Although they are not built into E-Path, the CAP’s
cancer protocols and short-form checklists are playing an indirect but
important role in limiting the variations the E-Path software has to accommodate
as the laboratories participating in the SEER project report their data,
Peace says. Many U.S. labs, including those participating in the SEER
project, use these structured reports to ensure that their cancer data
identification, collection, and reporting processes are standardized,
Peace says. "AIM software and the electronic reporting system take advantage
of those protocols to allow more sophisticated searching and identification
of cases and the components of the pathology reports for the things we
need to collect."
One of the main challenges the SEER program has had
to contend with since implementing its plan to automate cancer data collection
and reporting has been a lack of uniformity in collection and reporting
methods among the laboratories and cancer registries. The NCI has met
that challenge by laying the groundwork for standardized electronic pathology
reporting for cancer surveillance, Peace says.
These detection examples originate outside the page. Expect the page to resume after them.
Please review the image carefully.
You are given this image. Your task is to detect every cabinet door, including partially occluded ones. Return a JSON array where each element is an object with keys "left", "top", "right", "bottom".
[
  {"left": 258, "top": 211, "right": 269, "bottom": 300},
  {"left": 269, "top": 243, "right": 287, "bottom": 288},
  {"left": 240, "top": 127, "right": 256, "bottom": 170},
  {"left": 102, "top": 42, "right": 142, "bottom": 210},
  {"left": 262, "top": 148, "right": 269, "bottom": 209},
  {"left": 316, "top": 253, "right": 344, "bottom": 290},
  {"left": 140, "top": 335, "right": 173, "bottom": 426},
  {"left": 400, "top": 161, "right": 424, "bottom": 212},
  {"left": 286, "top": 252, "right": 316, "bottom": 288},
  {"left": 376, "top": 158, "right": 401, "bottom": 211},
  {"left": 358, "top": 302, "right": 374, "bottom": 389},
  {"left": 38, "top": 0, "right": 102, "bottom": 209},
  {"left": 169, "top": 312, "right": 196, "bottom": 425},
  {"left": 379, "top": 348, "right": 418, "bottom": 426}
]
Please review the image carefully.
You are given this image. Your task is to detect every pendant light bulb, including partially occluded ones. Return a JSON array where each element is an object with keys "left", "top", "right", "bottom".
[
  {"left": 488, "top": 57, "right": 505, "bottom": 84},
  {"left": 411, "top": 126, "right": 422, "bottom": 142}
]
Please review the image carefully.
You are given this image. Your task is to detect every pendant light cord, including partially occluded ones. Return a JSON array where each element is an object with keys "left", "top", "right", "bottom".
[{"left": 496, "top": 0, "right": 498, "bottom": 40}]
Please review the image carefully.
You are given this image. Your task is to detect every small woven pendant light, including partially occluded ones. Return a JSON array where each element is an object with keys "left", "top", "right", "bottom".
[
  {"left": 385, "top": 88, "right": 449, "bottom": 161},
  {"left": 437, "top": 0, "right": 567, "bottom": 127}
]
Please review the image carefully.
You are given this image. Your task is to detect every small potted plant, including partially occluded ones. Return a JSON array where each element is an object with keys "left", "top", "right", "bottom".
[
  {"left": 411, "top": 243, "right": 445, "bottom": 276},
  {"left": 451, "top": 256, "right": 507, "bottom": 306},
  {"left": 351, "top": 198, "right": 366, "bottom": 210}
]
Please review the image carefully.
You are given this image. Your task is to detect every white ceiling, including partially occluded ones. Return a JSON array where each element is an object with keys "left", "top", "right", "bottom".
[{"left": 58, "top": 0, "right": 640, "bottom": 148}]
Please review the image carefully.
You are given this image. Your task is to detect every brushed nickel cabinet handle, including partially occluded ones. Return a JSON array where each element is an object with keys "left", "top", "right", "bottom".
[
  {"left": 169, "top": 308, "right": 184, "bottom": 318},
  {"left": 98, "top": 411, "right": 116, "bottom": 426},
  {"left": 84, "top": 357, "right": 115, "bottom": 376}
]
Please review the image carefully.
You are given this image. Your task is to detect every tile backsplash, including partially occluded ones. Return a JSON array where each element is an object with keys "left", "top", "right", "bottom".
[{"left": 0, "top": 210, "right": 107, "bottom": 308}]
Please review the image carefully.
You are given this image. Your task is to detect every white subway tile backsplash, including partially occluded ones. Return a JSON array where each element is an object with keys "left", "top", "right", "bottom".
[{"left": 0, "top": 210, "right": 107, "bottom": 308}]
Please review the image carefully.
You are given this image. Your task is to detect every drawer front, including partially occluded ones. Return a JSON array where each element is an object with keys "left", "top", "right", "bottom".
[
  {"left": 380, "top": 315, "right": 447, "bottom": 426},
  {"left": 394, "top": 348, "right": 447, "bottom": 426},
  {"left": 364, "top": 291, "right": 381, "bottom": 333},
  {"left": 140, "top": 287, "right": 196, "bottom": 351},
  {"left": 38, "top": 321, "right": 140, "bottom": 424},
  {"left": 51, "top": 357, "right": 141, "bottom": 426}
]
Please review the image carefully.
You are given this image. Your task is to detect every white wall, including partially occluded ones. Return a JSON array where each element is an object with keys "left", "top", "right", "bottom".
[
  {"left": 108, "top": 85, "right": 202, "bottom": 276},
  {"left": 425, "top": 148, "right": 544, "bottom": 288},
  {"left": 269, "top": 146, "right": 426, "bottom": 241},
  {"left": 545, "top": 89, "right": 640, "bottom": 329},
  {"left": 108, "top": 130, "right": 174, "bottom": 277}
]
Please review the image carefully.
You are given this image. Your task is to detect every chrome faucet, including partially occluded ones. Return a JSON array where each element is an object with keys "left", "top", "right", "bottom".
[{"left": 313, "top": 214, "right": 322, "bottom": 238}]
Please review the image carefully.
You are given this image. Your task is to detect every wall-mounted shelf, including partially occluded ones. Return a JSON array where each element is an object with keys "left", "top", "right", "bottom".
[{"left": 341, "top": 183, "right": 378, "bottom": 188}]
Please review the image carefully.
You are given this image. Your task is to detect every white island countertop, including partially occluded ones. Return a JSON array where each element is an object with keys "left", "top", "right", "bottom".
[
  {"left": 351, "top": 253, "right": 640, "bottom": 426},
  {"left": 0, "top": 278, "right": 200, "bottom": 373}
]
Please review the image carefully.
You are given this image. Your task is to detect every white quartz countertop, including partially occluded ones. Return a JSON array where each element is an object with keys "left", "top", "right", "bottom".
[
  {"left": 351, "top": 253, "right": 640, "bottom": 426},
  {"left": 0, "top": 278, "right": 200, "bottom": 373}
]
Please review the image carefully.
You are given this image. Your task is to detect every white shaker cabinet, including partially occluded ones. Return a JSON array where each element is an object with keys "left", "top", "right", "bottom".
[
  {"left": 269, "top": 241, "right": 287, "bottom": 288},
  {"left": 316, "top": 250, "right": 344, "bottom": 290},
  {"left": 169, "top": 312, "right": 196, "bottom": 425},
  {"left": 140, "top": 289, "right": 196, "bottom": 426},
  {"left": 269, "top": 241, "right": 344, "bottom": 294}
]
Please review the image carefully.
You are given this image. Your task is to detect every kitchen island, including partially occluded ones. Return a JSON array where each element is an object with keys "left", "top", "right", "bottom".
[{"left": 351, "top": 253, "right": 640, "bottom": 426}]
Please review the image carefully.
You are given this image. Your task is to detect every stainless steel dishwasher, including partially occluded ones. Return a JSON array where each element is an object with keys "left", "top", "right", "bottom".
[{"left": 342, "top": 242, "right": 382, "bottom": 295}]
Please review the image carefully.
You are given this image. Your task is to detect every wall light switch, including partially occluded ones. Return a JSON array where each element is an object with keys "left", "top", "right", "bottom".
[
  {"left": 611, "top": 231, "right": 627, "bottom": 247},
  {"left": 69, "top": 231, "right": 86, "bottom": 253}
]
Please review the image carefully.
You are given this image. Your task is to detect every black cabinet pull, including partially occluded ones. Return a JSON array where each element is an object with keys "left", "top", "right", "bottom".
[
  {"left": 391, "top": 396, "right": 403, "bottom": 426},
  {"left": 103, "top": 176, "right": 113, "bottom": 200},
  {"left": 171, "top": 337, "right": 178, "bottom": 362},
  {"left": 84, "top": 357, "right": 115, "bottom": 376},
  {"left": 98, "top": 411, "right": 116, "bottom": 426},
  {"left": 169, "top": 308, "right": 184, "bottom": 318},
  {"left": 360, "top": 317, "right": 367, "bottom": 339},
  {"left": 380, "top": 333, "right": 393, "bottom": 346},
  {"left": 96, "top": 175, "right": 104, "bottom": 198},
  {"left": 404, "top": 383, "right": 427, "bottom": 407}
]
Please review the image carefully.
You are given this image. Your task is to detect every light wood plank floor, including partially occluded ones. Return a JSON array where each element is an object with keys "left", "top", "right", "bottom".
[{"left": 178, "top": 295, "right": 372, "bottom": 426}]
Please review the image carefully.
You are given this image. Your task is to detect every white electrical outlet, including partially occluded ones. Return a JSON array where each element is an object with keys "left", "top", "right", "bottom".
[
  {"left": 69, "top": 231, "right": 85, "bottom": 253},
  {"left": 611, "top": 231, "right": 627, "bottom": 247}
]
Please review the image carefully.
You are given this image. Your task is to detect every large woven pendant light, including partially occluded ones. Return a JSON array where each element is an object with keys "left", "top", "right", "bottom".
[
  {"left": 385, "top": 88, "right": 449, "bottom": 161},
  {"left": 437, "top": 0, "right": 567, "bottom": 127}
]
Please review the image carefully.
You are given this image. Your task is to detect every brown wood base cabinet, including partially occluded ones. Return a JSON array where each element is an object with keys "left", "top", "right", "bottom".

"As a leader in electronic reporting, we’ve
had to try to set those standards and work through the problems and difficulties
that come with doing that," he says. "CAP’s protocols have helped with
that in terms of establishing more consistent structures and formats for
reporting cancer data."
Dr. Brueckner and CAP representatives are discussing
incorporating the cancer protocols and checklists into E-Path, which would
entail expanding the software’s lexicon to include the language used in
the protocols. "Having a standard makes our life easier, so we would welcome
it. It would allow for more complete and more consistent data collection,"
says Dr. Brueckner.
The SEER program’s automated disease surveillance is
one of many applications for the CAP’s terminology SNOMED CT, and talks
are ongoing between AIM and the CAP about incorporating SNOMED CT into
E-Path. AIM now uses the International Classification of Diseases for
Oncology, Third Edition (ICD-O-3), to automatically encode cancer cases
in E-Path. ICD-O-3 is embedded within SNOMED CT either through a one-on-one
integration of the morphology concepts or through a mapping of the ICD-O-3
topography concepts to appropriate codes in SNOMED CT.
Within the next 12 months, NCI expects to have all
of the SEER regions in some phase of implementation, says Peace. "Our
program is trying to make sure that E-Path reporting as a component of
all of the electronic reporting processes is in place in the overall SEER
program. It’s been a gradual process, but when you look at the larger
scope of things, [the program] has actually moved quite quickly."